Außerhalb des CSRD-Anwendungsbereichs: Der VSME wird zum praktischen Standard
Wer nicht unter die CSRD-Berichtspflicht fällt, verschwindet deshalb nicht vom Radar der Stakeholder. Im Gegenteil: Viele Unternehmen, die nicht mehr unter die obligatorische Regelung fallen, erhalten weiterhin Informationsanfragen von Kunden, Banken, Investoren oder Auftraggebern. Genau das erklärt den wachsenden Stellenwert des VSME.

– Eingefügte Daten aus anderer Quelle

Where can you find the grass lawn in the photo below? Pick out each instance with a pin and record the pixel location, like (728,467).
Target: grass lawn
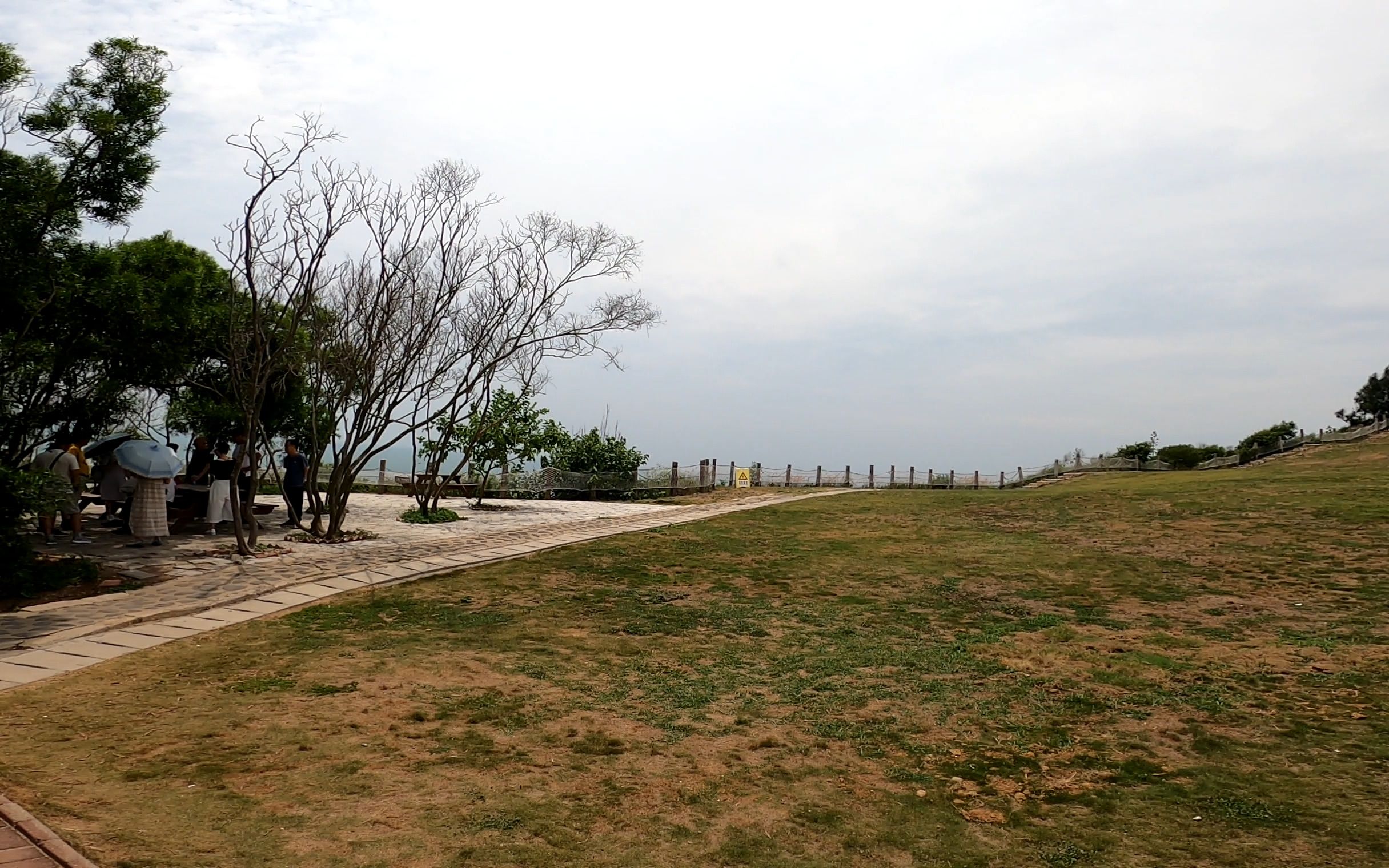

Der VSME wurde von der Europäischen Kommission als Empfehlung für Unternehmen mit weniger als 250 Mitarbeitern verabschiedet. Parallel dazu schlägt das Omnibus-Paket vor, dass ein künftiger freiwilliger Standard auf Basis des VSME als Referenz für Unternehmen bis zu 1.000 Mitarbeitern dienen könnte. Für mittelständische Unternehmen ist es daher am sinnvollsten, sich nicht auf ein minimalistisches Reporting zu beschränken, sondern den VSME als Basis zu nutzen und ihn um eine echte strategische Vision, Governance-Informationen und relevante KPIs zu ergänzen.

In der Praxis ähnelt die Roadmap der von ausgereifteren Systemen: Wählen Sie das passende Modul entsprechend Ihrer Größe und Ambitionen, identifizieren Sie die relevanten ESG-Themen, strukturieren Sie die Datenerhebung, verfassen Sie einen lesbaren Bericht und definieren Sie schrittweise eine CSR-Strategie, die durch einige wenige quantitative Ziele gesteuert wird. Der Unterschied liegt nicht in der Zielsetzung, sondern im Grad der Tiefe und des Formalismus.
Zusammenfassend:
Mit dem Reporting aufhören? Das wäre ein strategischer Fehler
Manche Unternehmen könnten versucht sein, zu dem Schluss zu kommen, dass ohne strenge regulatorische Verpflichtungen die Berichterstattung komplett eingestellt werden kann. Unserer Ansicht nach wäre das eine Fehlinterpretation der Lage. Der Druck verschwindet nicht, er verlagert sich nur. Er geht weniger vom Gesetzestext selbst aus als vielmehr von Marktanforderungen, Bankvorgaben, Kundenfragebögen, der Wertschöpfungskette und der Notwendigkeit, die Robustheit einer ESG-Strategie nachzuweisen.
Der Nachhaltigkeitsbericht ist weit mehr als eine reine Kommunikationsübung. Er ist ein Instrument zur internen Strukturierung. Er hilft dabei, Fachbereiche aufeinander abzustimmen, die Datenqualität zu sichern, dem Management Transparenz zu bieten und Maßnahmenpläne zu steuern. In diesem Sinne ist die aktuelle Vereinfachung kein Aufruf, weniger für die Nachhaltigkeit zu tun, sondern ein Anstoß, Prioritäten besser zu setzen, Daten effizienter zu erfassen und die Steuerung zu optimieren.
Fazit
Die entscheidende Frage lautet nicht mehr „Wie viele ESRS muss ich veröffentlichen?“, sondern „Welches robuste, angemessene und nützliche System muss ich beibehalten, um meine Themen zu steuern und den Dialog mit meinen Stakeholdern zu führen?“. Für die erste Welle bedeutet das: Konsolidierung. Für die zweite Welle: intelligente Vereinfachung. Für Unternehmen außerhalb des Anwendungsbereichs: Aufbau eines glaubwürdigen Referenzrahmens auf Basis des VSME-Standards.
🗓️ Aktueller Stand: Was bereits beschlossen ist
- Die „Stop-the-Clock“-Regelung wurde verabschiedet und verschiebt die Anwendungspflicht um zwei Jahre für Unternehmen, die ursprünglich für das Geschäftsjahr 2025 oder 2026 erstmals hätten berichten müssen.
- Der „Quick Fix“ für die ESRS ist für Geschäftsjahre ab dem 1. Januar 2025 in Kraft und verlängert die Erleichterungen für die erste Welle.
- Die grundlegende Überarbeitung der ESRS durch die Kommission auf Basis der technischen Stellungnahme der EFRAG steht noch aus.